Fens have low oxygen levels because they are constantly wet — conditions that limit decomposition, leading to the accumulation of organic matter like leaves and roots, eventually creating peat soil. Without decomposition, there’s little of the nutrients like nitrogen, potassium and phosphorus that plants usually need to thrive.
But it’s great for carnivorous plants like Sarracenia purpurea — the type of pitcher plant that lives in Berlin Fen — because they evolved to survive in places that lack nutrients. Instead, they get the minerals they need by eating insects.
“These plants can survive where others maybe can’t,” Robaidek said. “That’s why they take advantage of the situation — of their ability to get nutrients through a different method.”
These pitcher plants have purple-veined leaves that are fused along most of their length (creating the “pitcher”) and lined on the inside with downward-pointing hairs. The pitchers collect water, and insects trapped by the hairs die and decay in this pool, providing the plants with minerals.
But these plants also undergo processes that are typical of their non-carnivorous counterparts. They photosynthesize, for one. And they grow wine-red, alien-looking flowers to attract pollinators. The nodding flowers have long stems, which help keep pollinating insects away from the pitchers so they don’t accidentally become a meal.
In Wisconsin, this strategy for survival seems to have worked pretty well. Pitcher plants abound in Berlin Fen, particularly on the larger mound covering the northern part of the site.
“You have to watch where you walk out there,” Robaidek said. “Otherwise, you’re going to step on them.”
And although you might not find too many places where Sarracenia purpurea grows in dense bunches like they do in Berlin Fen, they’re still found across most counties in Wisconsin.

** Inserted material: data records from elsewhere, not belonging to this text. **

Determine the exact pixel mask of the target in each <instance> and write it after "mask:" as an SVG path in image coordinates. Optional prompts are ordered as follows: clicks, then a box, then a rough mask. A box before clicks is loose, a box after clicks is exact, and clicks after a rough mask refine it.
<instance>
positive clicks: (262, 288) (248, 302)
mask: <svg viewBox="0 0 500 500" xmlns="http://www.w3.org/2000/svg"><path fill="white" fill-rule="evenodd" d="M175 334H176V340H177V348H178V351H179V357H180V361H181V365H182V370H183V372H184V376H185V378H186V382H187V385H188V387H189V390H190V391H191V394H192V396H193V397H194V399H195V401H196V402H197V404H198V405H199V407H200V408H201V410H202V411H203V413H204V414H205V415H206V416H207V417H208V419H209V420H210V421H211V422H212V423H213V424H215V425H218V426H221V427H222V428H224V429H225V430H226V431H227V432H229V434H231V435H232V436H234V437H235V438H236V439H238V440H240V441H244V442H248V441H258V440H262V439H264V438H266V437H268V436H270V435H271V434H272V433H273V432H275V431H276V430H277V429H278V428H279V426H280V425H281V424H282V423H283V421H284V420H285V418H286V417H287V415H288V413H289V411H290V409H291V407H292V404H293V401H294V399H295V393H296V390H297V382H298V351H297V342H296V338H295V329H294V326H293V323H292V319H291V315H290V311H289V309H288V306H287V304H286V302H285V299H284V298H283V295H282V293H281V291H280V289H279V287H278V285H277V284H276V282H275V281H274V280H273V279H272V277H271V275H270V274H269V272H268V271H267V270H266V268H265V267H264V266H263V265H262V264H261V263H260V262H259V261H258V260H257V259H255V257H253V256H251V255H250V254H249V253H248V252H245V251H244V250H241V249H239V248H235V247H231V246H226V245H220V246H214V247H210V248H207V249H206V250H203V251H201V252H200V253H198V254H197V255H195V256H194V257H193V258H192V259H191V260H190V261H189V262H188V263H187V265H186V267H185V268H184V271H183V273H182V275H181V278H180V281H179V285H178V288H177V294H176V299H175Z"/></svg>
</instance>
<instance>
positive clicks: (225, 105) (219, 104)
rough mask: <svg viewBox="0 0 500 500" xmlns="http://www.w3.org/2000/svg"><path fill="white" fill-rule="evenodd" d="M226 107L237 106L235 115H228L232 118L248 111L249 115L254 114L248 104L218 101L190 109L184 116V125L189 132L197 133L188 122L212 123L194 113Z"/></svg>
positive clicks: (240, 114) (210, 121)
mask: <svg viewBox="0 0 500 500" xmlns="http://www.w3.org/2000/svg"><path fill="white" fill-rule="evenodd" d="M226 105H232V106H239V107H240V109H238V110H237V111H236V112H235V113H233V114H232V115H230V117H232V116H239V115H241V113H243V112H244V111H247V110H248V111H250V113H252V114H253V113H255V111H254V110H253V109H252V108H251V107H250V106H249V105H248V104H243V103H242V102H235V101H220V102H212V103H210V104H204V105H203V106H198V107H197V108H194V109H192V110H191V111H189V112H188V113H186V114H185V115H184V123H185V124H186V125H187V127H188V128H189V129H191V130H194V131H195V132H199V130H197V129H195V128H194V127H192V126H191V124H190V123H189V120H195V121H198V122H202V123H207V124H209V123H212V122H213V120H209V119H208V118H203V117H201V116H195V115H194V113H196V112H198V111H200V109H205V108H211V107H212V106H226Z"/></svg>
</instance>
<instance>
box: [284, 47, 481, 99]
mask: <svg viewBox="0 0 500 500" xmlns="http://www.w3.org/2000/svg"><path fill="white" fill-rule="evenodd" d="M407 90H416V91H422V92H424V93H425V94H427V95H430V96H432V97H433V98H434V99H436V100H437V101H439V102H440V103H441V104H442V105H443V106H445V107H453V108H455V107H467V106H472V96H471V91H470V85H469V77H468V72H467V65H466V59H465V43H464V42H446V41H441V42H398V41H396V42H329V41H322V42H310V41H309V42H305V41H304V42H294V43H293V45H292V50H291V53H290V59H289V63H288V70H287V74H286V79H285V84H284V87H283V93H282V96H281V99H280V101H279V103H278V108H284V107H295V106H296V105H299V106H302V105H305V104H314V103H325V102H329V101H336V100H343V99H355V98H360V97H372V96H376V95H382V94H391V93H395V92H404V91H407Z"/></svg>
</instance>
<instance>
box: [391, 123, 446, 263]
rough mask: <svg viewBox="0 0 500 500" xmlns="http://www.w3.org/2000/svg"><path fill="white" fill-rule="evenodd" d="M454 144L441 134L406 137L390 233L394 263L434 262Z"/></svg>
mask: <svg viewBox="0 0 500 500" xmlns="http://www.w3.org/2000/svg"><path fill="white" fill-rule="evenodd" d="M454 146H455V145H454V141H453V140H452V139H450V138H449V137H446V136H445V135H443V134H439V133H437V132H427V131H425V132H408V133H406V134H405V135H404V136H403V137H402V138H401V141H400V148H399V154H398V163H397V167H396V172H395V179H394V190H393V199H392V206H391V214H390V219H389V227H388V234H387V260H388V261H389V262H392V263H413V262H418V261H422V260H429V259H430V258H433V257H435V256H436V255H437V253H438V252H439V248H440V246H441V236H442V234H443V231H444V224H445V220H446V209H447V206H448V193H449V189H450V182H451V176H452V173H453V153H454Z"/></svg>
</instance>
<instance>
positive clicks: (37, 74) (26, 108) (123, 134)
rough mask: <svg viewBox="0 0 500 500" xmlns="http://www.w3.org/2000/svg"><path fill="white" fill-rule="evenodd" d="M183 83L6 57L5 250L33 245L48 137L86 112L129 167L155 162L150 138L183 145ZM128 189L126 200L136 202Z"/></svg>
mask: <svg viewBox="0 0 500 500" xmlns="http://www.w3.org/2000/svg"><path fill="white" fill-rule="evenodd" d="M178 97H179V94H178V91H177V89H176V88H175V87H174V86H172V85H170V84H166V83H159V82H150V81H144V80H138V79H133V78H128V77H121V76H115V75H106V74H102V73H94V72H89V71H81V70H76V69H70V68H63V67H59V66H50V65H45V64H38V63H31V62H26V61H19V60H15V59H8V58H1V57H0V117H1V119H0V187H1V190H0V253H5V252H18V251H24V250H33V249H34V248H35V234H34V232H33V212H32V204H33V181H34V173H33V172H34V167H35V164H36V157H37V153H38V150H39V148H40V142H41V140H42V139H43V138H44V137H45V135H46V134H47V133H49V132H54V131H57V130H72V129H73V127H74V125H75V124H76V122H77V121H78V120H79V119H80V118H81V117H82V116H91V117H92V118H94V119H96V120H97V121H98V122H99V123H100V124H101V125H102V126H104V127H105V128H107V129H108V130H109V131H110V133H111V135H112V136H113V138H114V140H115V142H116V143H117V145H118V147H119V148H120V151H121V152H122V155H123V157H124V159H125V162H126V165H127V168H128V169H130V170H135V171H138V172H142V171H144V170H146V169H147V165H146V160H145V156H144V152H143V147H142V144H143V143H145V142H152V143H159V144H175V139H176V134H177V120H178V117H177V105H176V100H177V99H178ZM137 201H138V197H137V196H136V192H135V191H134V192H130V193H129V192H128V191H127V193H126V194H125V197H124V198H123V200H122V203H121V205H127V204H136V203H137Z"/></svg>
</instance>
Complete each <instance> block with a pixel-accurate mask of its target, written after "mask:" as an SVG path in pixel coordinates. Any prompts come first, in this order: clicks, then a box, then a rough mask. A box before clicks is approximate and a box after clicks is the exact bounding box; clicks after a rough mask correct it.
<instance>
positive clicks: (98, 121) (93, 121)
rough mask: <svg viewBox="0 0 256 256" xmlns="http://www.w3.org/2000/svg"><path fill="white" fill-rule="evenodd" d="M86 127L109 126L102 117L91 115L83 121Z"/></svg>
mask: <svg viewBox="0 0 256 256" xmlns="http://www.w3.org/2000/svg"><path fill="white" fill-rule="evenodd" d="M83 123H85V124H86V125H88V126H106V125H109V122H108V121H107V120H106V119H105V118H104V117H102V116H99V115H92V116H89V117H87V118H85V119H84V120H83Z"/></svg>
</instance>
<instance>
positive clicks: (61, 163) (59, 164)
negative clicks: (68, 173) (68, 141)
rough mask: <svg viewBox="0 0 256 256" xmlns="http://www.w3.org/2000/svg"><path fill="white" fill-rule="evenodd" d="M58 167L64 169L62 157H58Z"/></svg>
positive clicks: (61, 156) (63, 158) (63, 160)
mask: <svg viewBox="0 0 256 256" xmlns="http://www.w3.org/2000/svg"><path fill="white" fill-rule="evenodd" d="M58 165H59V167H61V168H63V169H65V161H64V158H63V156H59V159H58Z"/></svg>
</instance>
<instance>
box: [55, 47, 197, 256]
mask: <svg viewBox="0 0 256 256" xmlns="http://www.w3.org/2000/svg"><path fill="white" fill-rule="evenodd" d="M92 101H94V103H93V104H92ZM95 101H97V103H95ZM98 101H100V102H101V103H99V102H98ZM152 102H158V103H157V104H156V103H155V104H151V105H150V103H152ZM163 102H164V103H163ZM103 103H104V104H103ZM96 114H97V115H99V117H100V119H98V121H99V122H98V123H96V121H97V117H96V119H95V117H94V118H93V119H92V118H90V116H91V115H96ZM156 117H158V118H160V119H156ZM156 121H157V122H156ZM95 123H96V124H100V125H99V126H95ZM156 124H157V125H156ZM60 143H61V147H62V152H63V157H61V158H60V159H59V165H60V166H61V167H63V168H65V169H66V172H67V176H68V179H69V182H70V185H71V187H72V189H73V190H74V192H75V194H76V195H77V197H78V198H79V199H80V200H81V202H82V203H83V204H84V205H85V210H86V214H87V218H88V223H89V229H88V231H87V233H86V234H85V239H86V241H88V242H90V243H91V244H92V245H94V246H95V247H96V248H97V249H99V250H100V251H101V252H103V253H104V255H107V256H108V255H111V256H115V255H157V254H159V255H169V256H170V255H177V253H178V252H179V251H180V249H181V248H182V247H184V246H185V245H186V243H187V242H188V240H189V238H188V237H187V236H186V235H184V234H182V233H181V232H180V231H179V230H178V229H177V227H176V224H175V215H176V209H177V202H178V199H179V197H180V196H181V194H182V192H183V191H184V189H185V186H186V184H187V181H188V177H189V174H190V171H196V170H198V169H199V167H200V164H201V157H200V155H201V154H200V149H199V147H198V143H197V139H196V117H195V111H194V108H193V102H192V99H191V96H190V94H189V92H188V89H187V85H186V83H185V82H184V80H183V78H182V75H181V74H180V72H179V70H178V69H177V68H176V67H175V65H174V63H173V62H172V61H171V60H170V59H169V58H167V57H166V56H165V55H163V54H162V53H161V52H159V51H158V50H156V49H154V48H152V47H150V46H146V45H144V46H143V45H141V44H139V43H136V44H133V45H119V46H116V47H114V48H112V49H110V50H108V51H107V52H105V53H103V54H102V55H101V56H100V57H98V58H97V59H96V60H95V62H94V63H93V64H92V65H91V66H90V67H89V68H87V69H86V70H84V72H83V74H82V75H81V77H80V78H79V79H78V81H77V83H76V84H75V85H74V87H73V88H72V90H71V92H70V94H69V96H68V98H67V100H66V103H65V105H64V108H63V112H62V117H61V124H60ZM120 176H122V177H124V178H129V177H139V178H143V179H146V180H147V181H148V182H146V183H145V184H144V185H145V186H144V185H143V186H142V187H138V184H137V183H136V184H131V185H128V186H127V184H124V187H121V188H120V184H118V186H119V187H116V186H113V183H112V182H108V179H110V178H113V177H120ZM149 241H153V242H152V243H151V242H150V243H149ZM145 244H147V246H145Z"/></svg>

But many habitats home to pitcher plants and other carnivorous plants are under pressure, and the ecosystems that these unusual flora call home are shrinking. Carnivorous plants are particularly vulnerable to ecosystem degradation because they are highly specialized, and their habitats are often very sensitive to disruption.
“Carnivorous plants are really poor competitors,” Joseph Walston, a doctoral student in the University of Wisconsin-Madison’s botany department, said. “Some plants can adapt really quickly to a changing environment, but these carnivorous plants are not good at competing.”
Berlin Fen itself is believed to have survived farm grazing in the past, Robaidek said. Now, there is farming in the upland areas adjacent to the fen. There’s also a landfill and a public trail close by.
Although Berlin Fen is a protected area, the multitude of nearby land uses around the small parcel can strain the environment, particularly by introducing invasive species. Because carnivorous plants aren’t great competitors, invasive species can, according to Wallston, “easily outgrow, outshade [and] outcompete” them, even in a protected state natural area. Robaidek said that much of the WDNR’s time tending to Berlin Fen is occupied with cutting, pulling and treating invasives like cattail, wild parsnip and buckthorn.
But for now, the pitcher plants of Berlin Fen persist. In the summer, you can see their blooming flowers and, gathered below, the veined leaves filled with water, clustered near pools and marl rivulets, making a home where other plants can’t.